"Ada apa lagi? Aku sudah menghubungi Edmund. Tim mereka sedang perjalanan menuju alamat pasien," ujar Andrew, menaikkan sebelah alis kepada wanita bertanda nama 'Melisa'.
"Tidak, bukan itu!" Melisa menggigit kuku.
"Lalu apa masalahnya?"
"Sepertinya kita diprank."
Akhir-akhir ini, memang banyak panggilan masuk. Beberapa di antaranya hanya orang iseng yang bahkan menelepon tidak sampai satu detik. Kebanyakan dari mereka memutuskan sambungan telepon saat Melisa baru melontarkan satu pertanyaan.
"Jangan khawatir! Kalau kita diprank, mereka langsung sadar. Pasti Edmund dan teman-temannya akan putar balik dan kembali ke sini," balas Andrew tenang.
Melisa mendesah. "Aku harap juga begitu, Andrew, tapi kurasa ini bukan prank biasa."
"Maksudnya?" Andrew mengernyit.
"Apa kamu tahu apa yang pria itu katakan saat meneleponku? Dia berkata, bahwa kita terlambat. Dan seseorang sudah mati."
"Itu membuatku merinding! Aku yakin, dia membuat lelucon tersebut agar tim medis segera ke sana." Andrew tertawa garing.
Melisa menggertakkan gigi. "Tidak bisakah kamu lebih masuk akal? Mana ada lelucon seperti membunuh orang lain! Bahkan sebelum panggilan tadi benar-benar dialihkan, aku sempat mendengar ia tertawa selayaknya penjahat. Kalau semisal dia itu pembunuh sungguhan, aku khawatir dengan tim yang kita kirim ke sana. Bagaimana kalau mereka dalam bahaya?"

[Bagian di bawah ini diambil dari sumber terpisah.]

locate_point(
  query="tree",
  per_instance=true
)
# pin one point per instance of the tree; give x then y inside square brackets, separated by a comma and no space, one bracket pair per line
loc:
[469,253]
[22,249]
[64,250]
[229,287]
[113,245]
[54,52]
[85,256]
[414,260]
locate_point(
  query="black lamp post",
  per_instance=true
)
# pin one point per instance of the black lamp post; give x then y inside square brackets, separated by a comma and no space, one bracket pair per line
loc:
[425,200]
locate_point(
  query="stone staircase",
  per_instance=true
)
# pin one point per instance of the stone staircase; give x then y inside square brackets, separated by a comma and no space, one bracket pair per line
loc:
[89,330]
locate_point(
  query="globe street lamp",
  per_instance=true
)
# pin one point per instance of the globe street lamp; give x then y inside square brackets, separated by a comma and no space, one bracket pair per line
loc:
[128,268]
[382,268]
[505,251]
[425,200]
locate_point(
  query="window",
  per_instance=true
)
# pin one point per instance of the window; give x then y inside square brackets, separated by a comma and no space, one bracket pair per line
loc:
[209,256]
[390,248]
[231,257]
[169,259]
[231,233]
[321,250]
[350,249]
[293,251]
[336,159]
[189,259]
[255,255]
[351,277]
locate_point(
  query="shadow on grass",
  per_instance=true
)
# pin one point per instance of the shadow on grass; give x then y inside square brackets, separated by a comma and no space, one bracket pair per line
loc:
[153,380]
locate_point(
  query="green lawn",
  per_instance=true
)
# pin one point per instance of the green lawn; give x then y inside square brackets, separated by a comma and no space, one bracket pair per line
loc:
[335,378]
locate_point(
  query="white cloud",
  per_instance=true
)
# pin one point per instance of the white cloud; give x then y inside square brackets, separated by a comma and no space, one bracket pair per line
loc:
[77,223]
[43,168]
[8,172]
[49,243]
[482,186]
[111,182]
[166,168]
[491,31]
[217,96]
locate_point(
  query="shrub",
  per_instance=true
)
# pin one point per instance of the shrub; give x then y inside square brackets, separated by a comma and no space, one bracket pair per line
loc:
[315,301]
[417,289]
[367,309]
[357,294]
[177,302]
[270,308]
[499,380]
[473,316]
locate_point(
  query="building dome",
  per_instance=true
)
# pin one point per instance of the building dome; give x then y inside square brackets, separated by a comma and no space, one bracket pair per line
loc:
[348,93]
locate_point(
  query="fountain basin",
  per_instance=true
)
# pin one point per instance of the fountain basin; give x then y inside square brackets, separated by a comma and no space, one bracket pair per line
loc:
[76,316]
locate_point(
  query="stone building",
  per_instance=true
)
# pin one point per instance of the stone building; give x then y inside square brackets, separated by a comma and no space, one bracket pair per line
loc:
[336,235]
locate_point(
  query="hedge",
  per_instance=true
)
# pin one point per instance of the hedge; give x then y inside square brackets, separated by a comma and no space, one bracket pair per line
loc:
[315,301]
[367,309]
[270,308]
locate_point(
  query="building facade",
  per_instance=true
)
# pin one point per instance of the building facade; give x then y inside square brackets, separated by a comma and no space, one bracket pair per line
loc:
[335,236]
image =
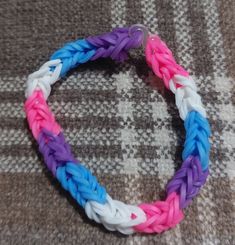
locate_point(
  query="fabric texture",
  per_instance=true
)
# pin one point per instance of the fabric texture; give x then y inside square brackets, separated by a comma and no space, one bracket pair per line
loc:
[118,118]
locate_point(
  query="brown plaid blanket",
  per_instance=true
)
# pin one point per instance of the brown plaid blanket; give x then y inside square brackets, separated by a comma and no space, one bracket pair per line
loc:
[118,118]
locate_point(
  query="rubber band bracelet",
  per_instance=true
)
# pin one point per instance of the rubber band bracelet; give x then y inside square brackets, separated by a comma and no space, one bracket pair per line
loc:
[76,178]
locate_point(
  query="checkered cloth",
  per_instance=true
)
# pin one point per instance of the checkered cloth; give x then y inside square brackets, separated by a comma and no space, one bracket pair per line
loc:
[118,118]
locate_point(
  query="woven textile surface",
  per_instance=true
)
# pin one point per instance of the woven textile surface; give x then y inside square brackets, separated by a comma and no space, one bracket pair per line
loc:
[119,119]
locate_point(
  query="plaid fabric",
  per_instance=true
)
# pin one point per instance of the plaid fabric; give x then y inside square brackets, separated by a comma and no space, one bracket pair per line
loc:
[118,118]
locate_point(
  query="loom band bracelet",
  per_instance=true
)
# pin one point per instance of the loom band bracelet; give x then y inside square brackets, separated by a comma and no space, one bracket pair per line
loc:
[153,217]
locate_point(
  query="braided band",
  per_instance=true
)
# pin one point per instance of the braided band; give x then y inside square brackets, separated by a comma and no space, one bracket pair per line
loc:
[76,178]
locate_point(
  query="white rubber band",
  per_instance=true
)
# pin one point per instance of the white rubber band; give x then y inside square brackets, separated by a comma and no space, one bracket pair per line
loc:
[186,97]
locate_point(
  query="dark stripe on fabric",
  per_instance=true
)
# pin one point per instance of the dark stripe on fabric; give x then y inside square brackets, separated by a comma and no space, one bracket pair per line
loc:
[200,43]
[72,123]
[31,32]
[226,9]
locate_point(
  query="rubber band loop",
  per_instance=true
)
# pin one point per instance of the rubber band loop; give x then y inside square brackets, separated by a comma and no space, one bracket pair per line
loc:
[74,177]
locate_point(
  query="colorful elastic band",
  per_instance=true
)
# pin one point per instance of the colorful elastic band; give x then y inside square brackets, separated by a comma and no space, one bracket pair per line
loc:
[74,177]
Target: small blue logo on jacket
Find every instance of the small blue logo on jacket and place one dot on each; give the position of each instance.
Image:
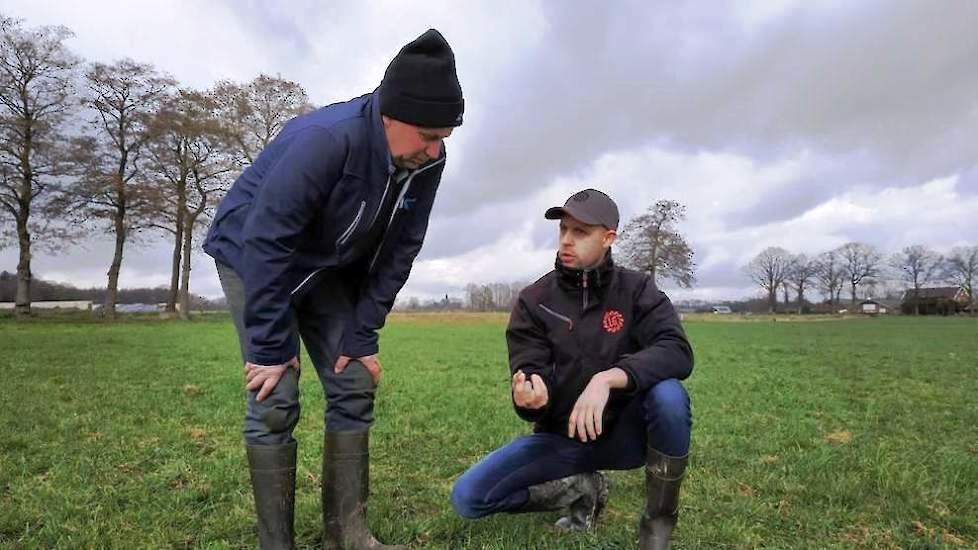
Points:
(406, 203)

Gadis berseragam biru itu meraih ponselnya. Ia mencoba menghubungi Edmund agar tidak jadi pergi ke sana. Melisa tampak cemas menekan tombol-tombol angka tersebut. Sayangnya, hanya terdengar balasan dari operator.

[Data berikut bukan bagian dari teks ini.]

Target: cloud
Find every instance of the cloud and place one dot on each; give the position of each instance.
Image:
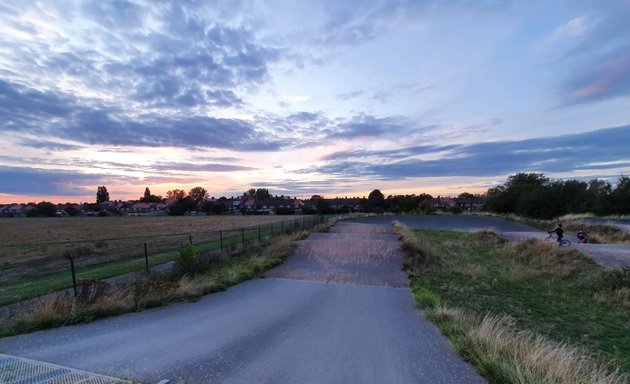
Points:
(349, 95)
(30, 181)
(604, 80)
(599, 66)
(200, 167)
(169, 56)
(370, 126)
(57, 115)
(554, 154)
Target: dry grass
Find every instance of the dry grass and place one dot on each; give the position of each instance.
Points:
(597, 233)
(97, 299)
(508, 355)
(534, 257)
(112, 237)
(418, 252)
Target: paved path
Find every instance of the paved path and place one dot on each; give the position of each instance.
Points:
(276, 330)
(607, 255)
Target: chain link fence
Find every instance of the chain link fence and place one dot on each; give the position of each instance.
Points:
(55, 266)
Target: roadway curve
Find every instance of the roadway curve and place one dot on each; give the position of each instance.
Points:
(356, 324)
(606, 255)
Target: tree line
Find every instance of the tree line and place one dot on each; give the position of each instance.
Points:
(535, 195)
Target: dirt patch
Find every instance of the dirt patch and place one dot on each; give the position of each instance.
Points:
(350, 253)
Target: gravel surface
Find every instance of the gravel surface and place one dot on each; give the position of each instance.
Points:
(276, 330)
(350, 253)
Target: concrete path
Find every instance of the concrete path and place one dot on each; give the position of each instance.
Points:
(607, 255)
(277, 330)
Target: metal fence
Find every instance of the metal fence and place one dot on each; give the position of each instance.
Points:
(55, 266)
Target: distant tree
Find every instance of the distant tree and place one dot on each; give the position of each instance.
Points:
(621, 196)
(376, 195)
(212, 207)
(71, 210)
(46, 209)
(598, 197)
(198, 193)
(178, 194)
(375, 202)
(262, 193)
(322, 206)
(147, 194)
(466, 195)
(148, 197)
(102, 195)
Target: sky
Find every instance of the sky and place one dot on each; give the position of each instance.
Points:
(327, 97)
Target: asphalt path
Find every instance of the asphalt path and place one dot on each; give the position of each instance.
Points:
(273, 330)
(606, 255)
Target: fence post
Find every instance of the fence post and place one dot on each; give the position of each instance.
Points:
(146, 257)
(74, 275)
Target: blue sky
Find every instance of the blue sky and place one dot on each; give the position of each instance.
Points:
(309, 97)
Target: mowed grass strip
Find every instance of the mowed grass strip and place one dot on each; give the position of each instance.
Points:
(493, 300)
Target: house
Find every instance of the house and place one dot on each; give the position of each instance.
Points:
(469, 203)
(443, 202)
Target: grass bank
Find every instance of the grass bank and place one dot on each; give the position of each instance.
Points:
(98, 299)
(523, 313)
(597, 233)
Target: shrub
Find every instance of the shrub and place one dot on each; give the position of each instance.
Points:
(188, 260)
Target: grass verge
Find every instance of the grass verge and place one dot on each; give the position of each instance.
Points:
(97, 299)
(597, 233)
(523, 313)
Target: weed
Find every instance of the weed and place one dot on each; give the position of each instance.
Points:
(568, 305)
(187, 261)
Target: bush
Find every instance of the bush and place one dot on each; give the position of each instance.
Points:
(188, 260)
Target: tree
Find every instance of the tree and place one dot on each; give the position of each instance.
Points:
(102, 195)
(198, 194)
(46, 209)
(321, 205)
(375, 202)
(178, 194)
(212, 207)
(148, 197)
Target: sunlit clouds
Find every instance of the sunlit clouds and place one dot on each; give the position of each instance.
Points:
(331, 98)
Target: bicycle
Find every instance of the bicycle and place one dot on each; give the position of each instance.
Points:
(562, 243)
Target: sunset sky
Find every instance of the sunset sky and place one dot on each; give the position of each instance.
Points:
(308, 97)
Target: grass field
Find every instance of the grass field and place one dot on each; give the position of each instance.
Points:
(530, 295)
(33, 254)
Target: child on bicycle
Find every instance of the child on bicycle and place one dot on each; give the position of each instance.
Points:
(559, 232)
(582, 236)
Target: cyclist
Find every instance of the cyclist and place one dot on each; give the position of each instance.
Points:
(559, 232)
(582, 236)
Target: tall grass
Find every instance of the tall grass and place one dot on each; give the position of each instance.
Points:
(526, 313)
(97, 299)
(597, 233)
(505, 354)
(417, 252)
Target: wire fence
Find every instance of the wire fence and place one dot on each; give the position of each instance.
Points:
(55, 266)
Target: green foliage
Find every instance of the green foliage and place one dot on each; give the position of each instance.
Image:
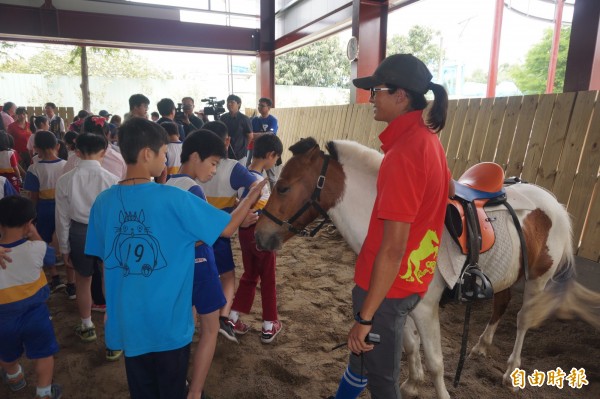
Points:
(6, 49)
(422, 42)
(113, 63)
(319, 64)
(505, 72)
(533, 75)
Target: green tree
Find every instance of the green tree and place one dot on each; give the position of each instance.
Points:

"Maaf, nomor yang Anda hubungi sedang sibuk atau berada dalam panggilan lain. Harap meninggalkan pesan suara setelah ...."

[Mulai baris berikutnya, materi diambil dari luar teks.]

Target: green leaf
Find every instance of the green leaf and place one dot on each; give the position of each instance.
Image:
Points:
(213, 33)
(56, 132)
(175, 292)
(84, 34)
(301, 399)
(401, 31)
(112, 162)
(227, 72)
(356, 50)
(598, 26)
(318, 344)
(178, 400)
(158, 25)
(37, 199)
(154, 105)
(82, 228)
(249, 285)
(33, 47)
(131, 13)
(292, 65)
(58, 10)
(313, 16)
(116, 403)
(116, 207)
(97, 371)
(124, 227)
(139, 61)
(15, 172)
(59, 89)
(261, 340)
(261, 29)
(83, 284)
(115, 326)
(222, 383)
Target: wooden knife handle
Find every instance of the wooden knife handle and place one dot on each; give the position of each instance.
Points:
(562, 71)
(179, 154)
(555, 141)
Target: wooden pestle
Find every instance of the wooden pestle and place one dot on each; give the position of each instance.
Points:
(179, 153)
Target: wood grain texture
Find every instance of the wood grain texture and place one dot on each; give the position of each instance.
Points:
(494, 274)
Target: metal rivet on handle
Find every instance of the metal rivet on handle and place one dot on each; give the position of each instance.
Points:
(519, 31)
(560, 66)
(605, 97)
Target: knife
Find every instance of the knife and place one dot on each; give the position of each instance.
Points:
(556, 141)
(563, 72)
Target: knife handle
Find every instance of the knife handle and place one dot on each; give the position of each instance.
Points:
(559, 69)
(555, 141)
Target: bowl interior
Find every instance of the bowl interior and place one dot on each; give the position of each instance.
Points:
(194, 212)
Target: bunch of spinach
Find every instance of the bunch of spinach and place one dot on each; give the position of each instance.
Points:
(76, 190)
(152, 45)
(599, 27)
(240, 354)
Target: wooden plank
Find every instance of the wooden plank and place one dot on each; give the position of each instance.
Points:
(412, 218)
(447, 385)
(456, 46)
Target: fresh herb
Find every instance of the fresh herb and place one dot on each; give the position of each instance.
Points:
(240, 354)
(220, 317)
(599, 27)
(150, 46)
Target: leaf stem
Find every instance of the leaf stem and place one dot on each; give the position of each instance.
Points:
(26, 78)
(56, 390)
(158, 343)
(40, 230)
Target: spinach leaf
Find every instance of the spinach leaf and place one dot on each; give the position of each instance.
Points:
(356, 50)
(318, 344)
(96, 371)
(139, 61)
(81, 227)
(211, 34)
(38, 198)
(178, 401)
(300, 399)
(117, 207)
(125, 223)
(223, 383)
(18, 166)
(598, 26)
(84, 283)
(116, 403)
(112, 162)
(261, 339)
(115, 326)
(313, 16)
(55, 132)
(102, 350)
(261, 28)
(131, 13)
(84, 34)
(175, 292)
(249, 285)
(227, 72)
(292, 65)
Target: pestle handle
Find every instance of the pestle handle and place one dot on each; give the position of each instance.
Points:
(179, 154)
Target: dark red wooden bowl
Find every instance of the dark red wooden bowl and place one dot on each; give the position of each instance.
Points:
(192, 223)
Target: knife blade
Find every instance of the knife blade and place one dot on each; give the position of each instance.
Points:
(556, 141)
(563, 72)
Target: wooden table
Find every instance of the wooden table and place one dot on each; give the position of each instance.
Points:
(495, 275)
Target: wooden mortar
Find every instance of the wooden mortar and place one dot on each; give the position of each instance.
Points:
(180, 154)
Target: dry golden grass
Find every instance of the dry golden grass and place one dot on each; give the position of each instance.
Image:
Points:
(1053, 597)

"Ah, mereka sibuk!" ucapnya frustrasi.
"Sudahlah, tenang saja! Mereka sibuk karena panggilannya sudah teralihkan dengan penelepon sebelumnya."
"Justru itulah yang membuatku tidak tenang!" teriak Melisa. "Coba kamu bantu aku hubungi Edmund, atau tidak kamu hubungi juga teman-temannya yang ikut. Siapa tahu mereka bawa ponsel."
Itu tidak mungkin. Selain ponsel yang diperlukan, aturan bekerja telah melarang petugasnya mengoperasikan ponsel pribadi karena dapat menghambat sinyal. Maka daripada mengikuti instruksi Melisa, Andrew lebih memilih mengamati riwayat panggilan di layar komputer. Matanya tampak jeli menyaring deretan nomor yang pernah mencoba terhubung dengan rumah sakit. Ia menemukan beberapa panggilan masuk dengan nomor yang sama.
Di sebelahnya, Melisa masih berusaha menghubungi Edmund. Ia sibuk menekan tombol. Akan tetapi, tertera pemberitahuan di layar hitam yang menunjukkan bahwa baterainya habis. Tersisa satu kotak daya energi sehingga mustahil untuk melakukan panggilan.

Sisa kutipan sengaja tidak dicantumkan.